Роднина моя, о лёд скрипя, катится — нога над головой,

скрепа во льду,

палец на коньке,

на веке тень, лак голубой,

ягодамалинкамоя, ой,

в уме огни…


11
Рос низкими кустами вширь…
16:49


Рос низкими кустами вширь,

рядами буковок и нотными рядами вереск,

и это был Псалтирь -

раскрытые на разных псалмах поляны. Птицы там, уверясь,

слетались к проповеди.

Больше не увидишь.


Вдоль трассы

ветошь устилает рощи,

на средних волнах празднично поют в муниципальном храме,

ночь,

и нефть лелеет мощи

во глубине сибирских руд.


12
В музее, ледяном от ламп…
19:22


В музее ледяном от ламп,

всё левое крыло - за нимбом нимб, -

святые плоские, горох об стену - Поллок

до самого конца, где прилегла

Даная под дождём сверкающих опилок.


И каждый выступ красоты и дня

подолгу на глазное давит дно,

и каждый новый зал грозит искусством:

то люди, то этнические пни,

то ангелы вперяются в меня

с лукавством.


Хохочут кони, скалясь с полотна,

а туловища, груди, стремена

и сцены правды пресловутой

замаслены глазеющими вдоль

и поперёк. Посередине стол,

скульптуры,


потные от света.

Так ярок, вероятно, морг,

как этой анфилады верх

и целлофановые волны

у Тёрнера, и так же

здесь чудно

и холодно, и все уже давно

не знают времени, довольны.


13
Моря гнилая луковица…
20:29


моря гнилая луковица

перекатывается

раненый слышит из сна

мотает лежит головой

на забинтованном и перемотанном море его

сукровица

проступает

быстрая бездна голубизна


видит он в себе сон видимость так себе в тысячный раз уже

вот он бежит

достигает размеров прыжка рост

мерный звук перемотки

он же c невестой на фоне зелёной ратуши

разная скорость назад облака


я это я многократное зарево дерево

взрывы кустов на бегу это я он умерла

марля я это соленое мерное варево

вместо целого тела которым была


14
Чтобы сложить, как надо…
22:03


Чтобы сложить как надо,

вернуть в целости карту,

следует вспомнить, как шли, как возвращались, смеясь,

что напевал,

сколько раз выпадала из глаз

верхняя кромка горы.


15
Сбываются только сюжеты вранья…
22:32


И стало вдруг ясно: нас было не трое,

А вас было двое.
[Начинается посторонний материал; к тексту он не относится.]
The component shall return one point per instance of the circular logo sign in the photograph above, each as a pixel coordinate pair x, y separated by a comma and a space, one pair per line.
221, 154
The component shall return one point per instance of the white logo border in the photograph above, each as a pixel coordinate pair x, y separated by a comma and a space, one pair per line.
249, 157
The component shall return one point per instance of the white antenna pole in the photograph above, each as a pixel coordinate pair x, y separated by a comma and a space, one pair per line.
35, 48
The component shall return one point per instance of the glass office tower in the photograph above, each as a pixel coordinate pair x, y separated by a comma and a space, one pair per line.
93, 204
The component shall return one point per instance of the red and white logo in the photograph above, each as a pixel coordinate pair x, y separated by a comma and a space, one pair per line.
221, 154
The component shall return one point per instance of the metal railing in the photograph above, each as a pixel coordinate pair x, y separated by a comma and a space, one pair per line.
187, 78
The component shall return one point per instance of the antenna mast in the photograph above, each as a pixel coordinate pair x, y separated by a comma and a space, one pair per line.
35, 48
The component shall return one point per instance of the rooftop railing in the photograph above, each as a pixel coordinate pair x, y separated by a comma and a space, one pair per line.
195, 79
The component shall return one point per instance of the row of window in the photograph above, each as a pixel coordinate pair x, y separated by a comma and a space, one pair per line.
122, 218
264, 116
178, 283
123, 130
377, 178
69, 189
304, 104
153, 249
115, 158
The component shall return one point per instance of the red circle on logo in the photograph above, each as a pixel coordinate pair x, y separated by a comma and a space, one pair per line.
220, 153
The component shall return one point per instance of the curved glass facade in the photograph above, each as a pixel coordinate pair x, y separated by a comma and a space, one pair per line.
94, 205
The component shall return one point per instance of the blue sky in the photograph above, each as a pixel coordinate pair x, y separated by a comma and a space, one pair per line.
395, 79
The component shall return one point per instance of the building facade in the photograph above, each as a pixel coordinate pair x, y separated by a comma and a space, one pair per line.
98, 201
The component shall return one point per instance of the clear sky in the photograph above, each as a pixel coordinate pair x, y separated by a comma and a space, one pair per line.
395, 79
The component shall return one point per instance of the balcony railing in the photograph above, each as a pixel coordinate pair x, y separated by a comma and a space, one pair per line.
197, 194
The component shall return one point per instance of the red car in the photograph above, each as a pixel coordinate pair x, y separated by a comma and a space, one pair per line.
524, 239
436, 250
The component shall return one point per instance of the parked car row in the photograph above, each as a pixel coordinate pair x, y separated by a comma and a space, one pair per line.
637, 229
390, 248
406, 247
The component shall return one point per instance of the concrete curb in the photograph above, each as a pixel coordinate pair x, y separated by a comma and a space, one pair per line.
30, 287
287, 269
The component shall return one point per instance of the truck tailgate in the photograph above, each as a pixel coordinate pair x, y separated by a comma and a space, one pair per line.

И я был один.

Наум Коржавин

Сбываются только сюжеты вранья.

Потянешь какую-то штору,

и поводов к жизни, причин для неё,

сходившихся прежде, не стало.


Один, в середине сплочённых колец

стоишь в обличительной позе,

как перст, и как будто бы ясен конец,

но все остаются на пьесу.


И шнур разбухает в руке и софит

врубается в пыльные складки.

Зачем это озеро тут напросвет

и дети весёлые в лодке?


Какую бы правду придумать теперь,

какое бы время задёрнуть,

и что тебя держит, берёт на измор,

смешит, обращает в покорность?


Вот эти посёлки по краю воды

и эти балконы с геранью

безгрешно висят у тебя на виду,

и некуда деть их, и ладно.


Катание вдоль-поперёк и дитя

на отдыхе, точные мухи,

и всё как задумано было, хотя

не веришь такому в итоге.


16
Ничего не меняется
24:15


– Мой Фаринелли,

пропой опять, спать

хочу.

Мелодию подоткни с

четырёх сторон или

накинь.

Буду как бык, укрощён,

по доске сна, вздыхая,

ходить взад-вперёд.

Пой, кастрат.


– Ладно, спою. Будет тебе Испания, пение для спанья,

кум королю, буду я

петь тебе

колыбельную, Карл.


Убывает и стелется их разговор по квадратам ночных городков,

каждый встречный как тореадор

тенью машет своей на ветру,

каждый куст наклоняет рога, и цветущие ветки торчат из боков.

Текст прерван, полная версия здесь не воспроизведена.